Looking at these four impactful events in financial history can give you a clearer perspective of those currencies you trade today.
Moving Out of the Gold Standard
August 15, 1971, brought an end to a standard by which the entire global-monetary system was managed. The gold standard is intended to maintain market values and stable prices by globally using gold as our price standard.

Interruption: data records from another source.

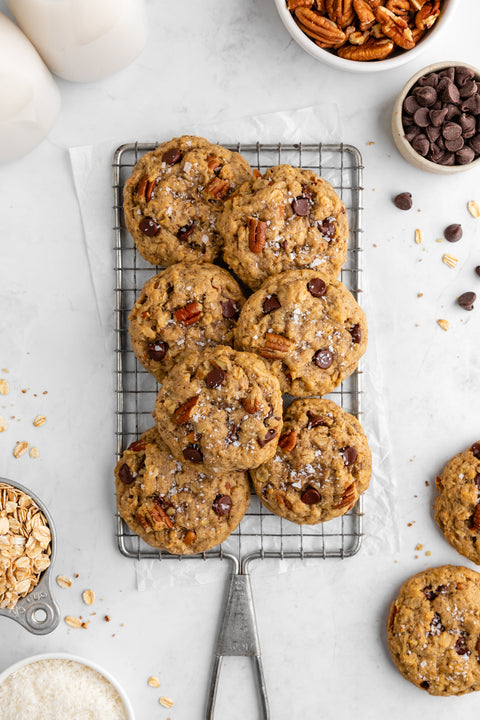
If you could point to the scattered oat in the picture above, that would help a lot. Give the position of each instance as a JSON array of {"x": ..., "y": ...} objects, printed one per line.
[
  {"x": 64, "y": 581},
  {"x": 166, "y": 702},
  {"x": 450, "y": 260},
  {"x": 474, "y": 208},
  {"x": 20, "y": 448},
  {"x": 88, "y": 597}
]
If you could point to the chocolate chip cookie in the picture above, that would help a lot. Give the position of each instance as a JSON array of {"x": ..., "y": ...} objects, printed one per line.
[
  {"x": 220, "y": 410},
  {"x": 175, "y": 506},
  {"x": 322, "y": 464},
  {"x": 309, "y": 329},
  {"x": 185, "y": 308},
  {"x": 457, "y": 507},
  {"x": 433, "y": 630},
  {"x": 173, "y": 198},
  {"x": 289, "y": 218}
]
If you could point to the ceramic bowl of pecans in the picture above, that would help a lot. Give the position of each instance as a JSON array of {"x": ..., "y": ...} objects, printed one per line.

For example, via a receipt that was much like a dollar bill, you would receive a $35 slip for every ounce of gold you gave up. Ending the gold standard, which president Nixon famously did, was among the top currency events ever.
For the first time, the USD’s value was based solely on trade, and the world used the dollar as a global monetary measure even in a money transfer.
Soros Bankrupting the Bank of England
George Soros is a billionaire philanthropist who gained much of his wealth by trading currencies against the bank of England’s financial positions. As an investor, he’s often known as “the man who broke the pound.”
Via a clever network of funds from his own finances, private institutions and individual investors, Soros garnered enough money to pull off a wild plan that would influence a country’s entire economy.
By foreseeing the likely failure of the pound within its ERM, Soros ended up sending the sterling into a downward-price spiral. He ended up making £1 billion from a single-selling position.
The Russian Ruble Crisis
Russia’s financial crisis of 1998, which is often referred to as the Russian Flu, led to the country defaulting on its debt.
Such debt crises stop banks from lending to you, but as a nation, your own central bank will be unable to redistribute money into your economy. At that time in ‘98, you’d get 21 rubles for just a single dollar.
The economic conditions of Russia’s crisis made Deutsche Bank the largest after it bought failed Russian firms.
2020’s Global Pandemic
In July of 2020, the price of the euro dollar sat at roughly $1.11 per share. During a climax in which the world became critical in judging the U.S.-COVID response, the economies of nations outside the U.S. simply managed to do better than the States.
The globe fell into economic peril due to coronavirus, but the USA’s response left it far behind in economic stimulus during its 2020 presidential election. The EUR/USD in April of 2020 traded at $1.06, which is ideal for the USD. Today, it trades at $1.18 in Europe’s favour.
Some of the major trends in the traditional currencies of today are still a result of events that occurred just years ago. Likewise, keep your timelines in mind as you seek to understand the reasons behind the current prices you find listed.